Treating an Underbite: What You Need to Know

An underbite is a condition that will create a bulldog-like appearance in the face and mouth. An underbite is also called prognathism or Class III malocclusion. This condition is due to the lower jaw being longer than the upper jaw. Some cases can be very severe and can cause the teeth to extend forward. On the other hand, other cases are mild and barely noticeable.

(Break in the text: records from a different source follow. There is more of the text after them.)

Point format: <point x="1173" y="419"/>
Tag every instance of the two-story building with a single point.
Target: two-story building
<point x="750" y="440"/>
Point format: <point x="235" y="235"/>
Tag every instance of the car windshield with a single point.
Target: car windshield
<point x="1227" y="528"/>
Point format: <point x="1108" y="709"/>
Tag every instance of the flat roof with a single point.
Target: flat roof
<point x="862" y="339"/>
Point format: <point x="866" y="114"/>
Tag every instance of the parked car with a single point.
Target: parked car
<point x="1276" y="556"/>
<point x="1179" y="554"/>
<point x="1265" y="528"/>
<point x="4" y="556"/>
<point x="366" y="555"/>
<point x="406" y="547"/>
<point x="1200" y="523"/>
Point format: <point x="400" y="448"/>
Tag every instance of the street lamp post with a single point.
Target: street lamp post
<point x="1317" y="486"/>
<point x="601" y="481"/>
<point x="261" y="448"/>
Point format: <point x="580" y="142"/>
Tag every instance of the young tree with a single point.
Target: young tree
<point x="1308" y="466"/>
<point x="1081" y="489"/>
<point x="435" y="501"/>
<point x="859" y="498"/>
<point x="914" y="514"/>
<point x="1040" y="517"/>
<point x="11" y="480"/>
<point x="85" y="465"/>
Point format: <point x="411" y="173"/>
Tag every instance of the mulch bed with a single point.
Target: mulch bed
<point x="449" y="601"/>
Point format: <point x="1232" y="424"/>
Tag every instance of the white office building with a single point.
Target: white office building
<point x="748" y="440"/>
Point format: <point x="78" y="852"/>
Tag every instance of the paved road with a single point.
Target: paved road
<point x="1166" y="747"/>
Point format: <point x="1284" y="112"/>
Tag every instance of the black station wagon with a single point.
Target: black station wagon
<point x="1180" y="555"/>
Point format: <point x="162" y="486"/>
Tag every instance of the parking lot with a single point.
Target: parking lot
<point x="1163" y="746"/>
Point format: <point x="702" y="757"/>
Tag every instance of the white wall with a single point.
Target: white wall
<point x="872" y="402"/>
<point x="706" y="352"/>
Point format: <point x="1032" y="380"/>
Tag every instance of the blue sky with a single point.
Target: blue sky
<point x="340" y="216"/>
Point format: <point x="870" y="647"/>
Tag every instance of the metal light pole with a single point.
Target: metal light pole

Unfortunately, underbites are considered more than just a cosmetic issue. While some cases will respond well to orthodontic treatment, others will require underbite surgery. When not treated accordingly with underbite surgery and orthodontics, malocclusion might cause complications including:

  • Face and mouth pain secondary to jaw misalignment
  • Difficulty chewing and biting food
  • Speaking challenges

Causes of Underbite

The way teeth are aligned can be affected by various factors. Typically, teeth grow in a way where the upper teeth fit a little over the lower teeth. The wide and flat teeth located at the back of the mouth (more commonly known as the molars) should fit into one another. Proper alignment of the tooth can help ensure you don’t bite your tongue or lips when eating. Underbite can be caused by any of the following:


Tumors on the mouth or the jawbones can cause the bones in the jaw to protrude, resulting in an underbite


Some facial injuries can cause permanent damage to the jawbones. While broken jawbones can be repaired, in some cases, they would no longer fit together accordingly after the surgical realignment. This can also result in an underbite.


In many cases, an underbite can be caused by genetics. This means if someone in your family has an underbite, you are also likely to develop one. Genetics is also a huge factor that can affect an individual’s tooth and jaw size and shape.

An underbite can also develop when the teeth are abnormally shaped, very close together, or impacted. Certain defects like cleft palate or lip can also appear at birth. These conditions have been known to contribute to malocclusion.

Childhood Habits

Some childhood habits can increase one’s risk for developing dental misalignments like an underbite. Some of the contributing factors can include:

  • Long-term bottle feeding (beyond the infant years)
  • Thumb sucking
  • Use of pacifier in children over 3 years old
  • Pushing on the teeth using the tongue

Treatment Options for Underbites

Many people don’t have teeth that are perfectly aligned. In most cases, minor teeth misalignments won’t require any medical intervention. Some of the possible treatment options for underbites include:

At-Home Treatment

Flossing and brushing the teeth regularly alongside regular dental visits are considered an integral part of proper oral care. However, those with underbites need to go beyond the routine oral care to ensure further decay and damage are avoided.

Part of your special oral routine can include biting with the lower incisors on a wooden spatula placed against the palate. This method may help mitigate the discrepancy between the upper and lower jaws in a growing child.

Non-surgical Treatment

Non-surgical treatment can help significantly to improve the appearance of underbites. In minor cases, plastic or wire braces may be recommended to help the teeth move into their proper places.

Removing one (or more) teeth found on the lower jaw may also help improve the appearance of an underbite. In severe cases, surgery might be recommended to correct the problem.

Underbite Surgery

Oral and Maxillofacial Surgeons can correct underbites through surgery. Some underbite surgeries will involve shortening the lower jaw or lengthening the upper jaw. In some instances, plates, screws, and wires may be used to maintain the jaw’s proper shape.